Sabtu, 19 Juni 2010

RAKYAT PAPUA MINTA REFERENDUM, OTONOMI KHUSUS BAGI PAPUA BARAT GAGAL


JAYAPURA—Seperti yang direncanakan sebelumnya, Jumat (18/6) kemarin ribuan masyarakat dari 7 wilayah adat di Provinsi Papua, serta elemen masyarakat, melakukan long march (berjalan kaki) dari Kantor MRP Kotaraja menuju DPRD untuk menyerahkan 11 hasil pleno Musyawarah Besar (Mubes) MRP bersama masyarakat adat Papua, diantaranya keinginan rakyat Papua menuntut referendum. Ribuan massa sejak pagi hari berkumpul di Kantor MRP di Kotaraja selanjutnya berjalan kaki (long march) menuju ke Gedung DPRP. Diantara massa itu terlihat Ketua MRP Agus Alua. Rombongan masyarakat yang memakai busana adat, bahkan sejumlah pria memakai koteka. Saat tiba di Halaman Gedung DPRP, massa membentang sejumlah spanduk, yang antara lain bertuliskan UU No 21 Tahun 2001 tentang Otsus bagi Provinsi Papua telah gagal total tak ada solusi kecuali Papua merdeka, Referendum solusi terakhir bangsa Papua Barat, Otsus gagal hak hidup rakyat Papua terancam.
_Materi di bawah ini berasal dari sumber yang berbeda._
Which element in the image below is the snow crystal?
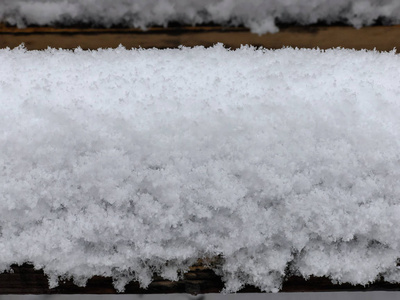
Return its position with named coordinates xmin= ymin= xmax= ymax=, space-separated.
xmin=0 ymin=0 xmax=400 ymax=34
xmin=0 ymin=45 xmax=400 ymax=292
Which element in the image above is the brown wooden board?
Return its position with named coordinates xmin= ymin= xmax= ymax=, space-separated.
xmin=0 ymin=25 xmax=400 ymax=51
xmin=0 ymin=264 xmax=400 ymax=295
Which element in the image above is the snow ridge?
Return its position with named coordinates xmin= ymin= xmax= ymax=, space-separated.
xmin=0 ymin=45 xmax=400 ymax=292
xmin=0 ymin=0 xmax=400 ymax=34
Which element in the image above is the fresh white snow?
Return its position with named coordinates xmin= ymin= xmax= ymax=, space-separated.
xmin=0 ymin=45 xmax=400 ymax=292
xmin=0 ymin=0 xmax=400 ymax=34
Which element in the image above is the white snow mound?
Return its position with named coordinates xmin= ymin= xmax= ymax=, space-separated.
xmin=0 ymin=45 xmax=400 ymax=292
xmin=0 ymin=0 xmax=400 ymax=34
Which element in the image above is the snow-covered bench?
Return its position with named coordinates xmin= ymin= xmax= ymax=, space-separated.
xmin=0 ymin=45 xmax=400 ymax=292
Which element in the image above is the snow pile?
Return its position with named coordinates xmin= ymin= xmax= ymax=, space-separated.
xmin=0 ymin=0 xmax=400 ymax=34
xmin=0 ymin=45 xmax=400 ymax=292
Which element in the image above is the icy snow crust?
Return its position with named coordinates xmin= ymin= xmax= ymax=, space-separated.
xmin=0 ymin=45 xmax=400 ymax=292
xmin=0 ymin=0 xmax=400 ymax=34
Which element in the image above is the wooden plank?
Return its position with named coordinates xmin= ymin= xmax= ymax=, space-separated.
xmin=0 ymin=264 xmax=400 ymax=295
xmin=0 ymin=25 xmax=400 ymax=51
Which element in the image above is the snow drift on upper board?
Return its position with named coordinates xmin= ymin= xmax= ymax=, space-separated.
xmin=0 ymin=0 xmax=400 ymax=34
xmin=0 ymin=45 xmax=400 ymax=292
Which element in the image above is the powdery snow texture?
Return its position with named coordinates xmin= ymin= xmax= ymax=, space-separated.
xmin=0 ymin=45 xmax=400 ymax=292
xmin=0 ymin=0 xmax=400 ymax=34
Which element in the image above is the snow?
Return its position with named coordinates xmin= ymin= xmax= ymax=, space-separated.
xmin=0 ymin=45 xmax=400 ymax=292
xmin=0 ymin=0 xmax=400 ymax=34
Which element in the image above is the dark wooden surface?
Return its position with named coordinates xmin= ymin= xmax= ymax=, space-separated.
xmin=0 ymin=25 xmax=400 ymax=51
xmin=0 ymin=264 xmax=400 ymax=295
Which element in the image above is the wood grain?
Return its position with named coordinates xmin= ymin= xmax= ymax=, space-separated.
xmin=0 ymin=25 xmax=400 ymax=51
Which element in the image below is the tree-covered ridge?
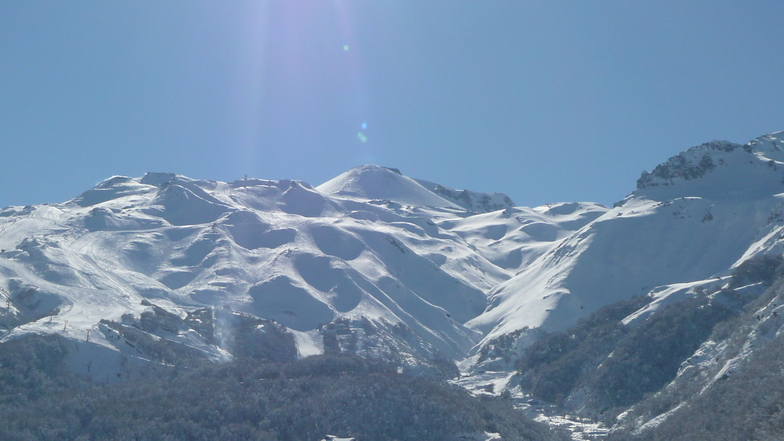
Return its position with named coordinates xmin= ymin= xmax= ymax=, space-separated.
xmin=517 ymin=255 xmax=782 ymax=424
xmin=0 ymin=336 xmax=566 ymax=441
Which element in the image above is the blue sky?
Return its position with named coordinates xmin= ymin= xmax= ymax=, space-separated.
xmin=0 ymin=0 xmax=784 ymax=207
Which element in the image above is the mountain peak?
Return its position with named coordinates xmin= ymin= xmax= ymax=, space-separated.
xmin=632 ymin=132 xmax=784 ymax=200
xmin=316 ymin=165 xmax=461 ymax=209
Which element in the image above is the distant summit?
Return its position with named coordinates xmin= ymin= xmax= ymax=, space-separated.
xmin=316 ymin=165 xmax=514 ymax=213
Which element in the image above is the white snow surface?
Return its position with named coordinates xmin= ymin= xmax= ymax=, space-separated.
xmin=0 ymin=132 xmax=784 ymax=382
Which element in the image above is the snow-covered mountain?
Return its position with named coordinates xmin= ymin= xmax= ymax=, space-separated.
xmin=0 ymin=166 xmax=605 ymax=375
xmin=467 ymin=132 xmax=784 ymax=358
xmin=0 ymin=133 xmax=784 ymax=398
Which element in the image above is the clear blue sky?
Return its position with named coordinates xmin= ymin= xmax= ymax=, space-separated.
xmin=0 ymin=0 xmax=784 ymax=207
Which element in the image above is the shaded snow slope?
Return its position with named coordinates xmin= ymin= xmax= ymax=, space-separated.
xmin=468 ymin=133 xmax=784 ymax=348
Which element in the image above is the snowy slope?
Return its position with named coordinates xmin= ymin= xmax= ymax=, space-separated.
xmin=468 ymin=132 xmax=784 ymax=348
xmin=0 ymin=166 xmax=606 ymax=375
xmin=0 ymin=133 xmax=784 ymax=384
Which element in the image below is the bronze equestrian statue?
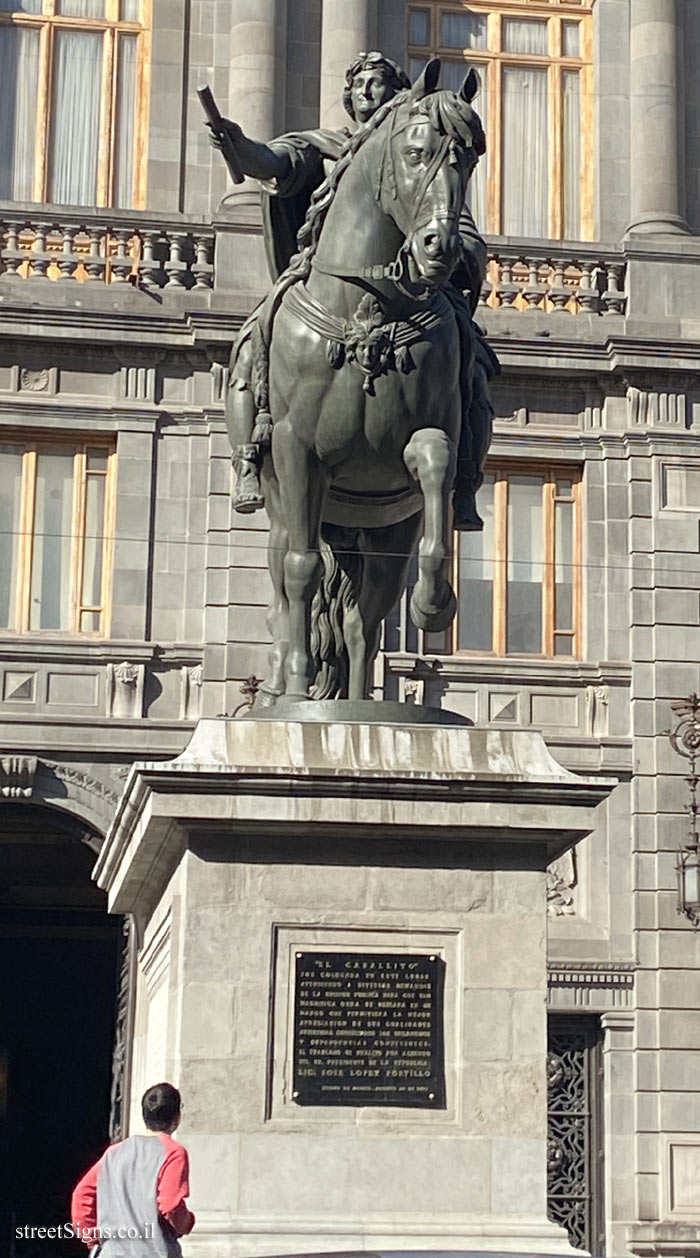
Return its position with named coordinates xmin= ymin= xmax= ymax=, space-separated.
xmin=207 ymin=54 xmax=495 ymax=702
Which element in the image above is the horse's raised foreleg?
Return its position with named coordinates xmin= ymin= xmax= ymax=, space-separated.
xmin=272 ymin=418 xmax=327 ymax=698
xmin=403 ymin=428 xmax=457 ymax=633
xmin=258 ymin=455 xmax=290 ymax=704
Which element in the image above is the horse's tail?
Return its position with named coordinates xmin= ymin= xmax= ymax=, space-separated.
xmin=311 ymin=537 xmax=363 ymax=699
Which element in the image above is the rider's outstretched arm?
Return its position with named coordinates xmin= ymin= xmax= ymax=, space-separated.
xmin=210 ymin=118 xmax=292 ymax=182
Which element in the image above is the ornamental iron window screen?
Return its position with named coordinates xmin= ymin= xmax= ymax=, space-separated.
xmin=546 ymin=1014 xmax=604 ymax=1255
xmin=0 ymin=434 xmax=116 ymax=637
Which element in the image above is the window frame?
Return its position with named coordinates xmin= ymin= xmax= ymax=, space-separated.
xmin=0 ymin=429 xmax=117 ymax=640
xmin=0 ymin=0 xmax=152 ymax=210
xmin=445 ymin=459 xmax=583 ymax=663
xmin=407 ymin=0 xmax=594 ymax=240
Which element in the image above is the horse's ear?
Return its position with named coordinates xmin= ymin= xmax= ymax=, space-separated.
xmin=410 ymin=57 xmax=439 ymax=101
xmin=460 ymin=65 xmax=481 ymax=104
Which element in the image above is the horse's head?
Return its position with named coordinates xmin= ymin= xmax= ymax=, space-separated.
xmin=380 ymin=58 xmax=486 ymax=288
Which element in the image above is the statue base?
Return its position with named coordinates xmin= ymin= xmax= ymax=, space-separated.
xmin=249 ymin=692 xmax=473 ymax=727
xmin=96 ymin=719 xmax=614 ymax=1258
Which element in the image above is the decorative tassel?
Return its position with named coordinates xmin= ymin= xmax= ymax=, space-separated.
xmin=326 ymin=341 xmax=345 ymax=371
xmin=394 ymin=345 xmax=415 ymax=376
xmin=253 ymin=410 xmax=272 ymax=450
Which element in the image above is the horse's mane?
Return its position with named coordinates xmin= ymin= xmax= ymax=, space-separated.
xmin=297 ymin=89 xmax=486 ymax=263
xmin=297 ymin=91 xmax=408 ymax=253
xmin=410 ymin=91 xmax=486 ymax=157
Koordinator aksi Pdt John Baransano pada saat itu mengajak masyarakat pendemo mengepalkan tangan sebagai simbol perkabungan bagi rakyat Papua sembari mengajak massa menyeruhkan Papua Merdeka, Papua Merdeka. “Mari kita berjuang melawan penindasan tanpa melakuka kekerasan,” tukas Baransano. Beberapa saat kemudian pimpinan dan anggota DPRP antara lain Yunus Wonda, Ruben Magay, Thomas Sondegau, Bob Pattipawae, Nasson Utti dan lain lain turun dari lantai dua menemui massa. Salah seorang penggagas hasil Mubes MRP, Dr Benny Giay menegaskan, pihaknya berada di tempat ini, karena satu berjuangan untuk mengembalikan Otsus, merebut kembali harga diri bangsa Papua, merebut kembali hak- hak rakyat Papua yang dirampas. Selanjutnya Giay dituntun Pdt John Baransano menyalahkan sebuah lilin sebagai suatu simbol mengenang para leluhur yang telah pergi selama lamanya demi membela hak- hak rakyat Papua.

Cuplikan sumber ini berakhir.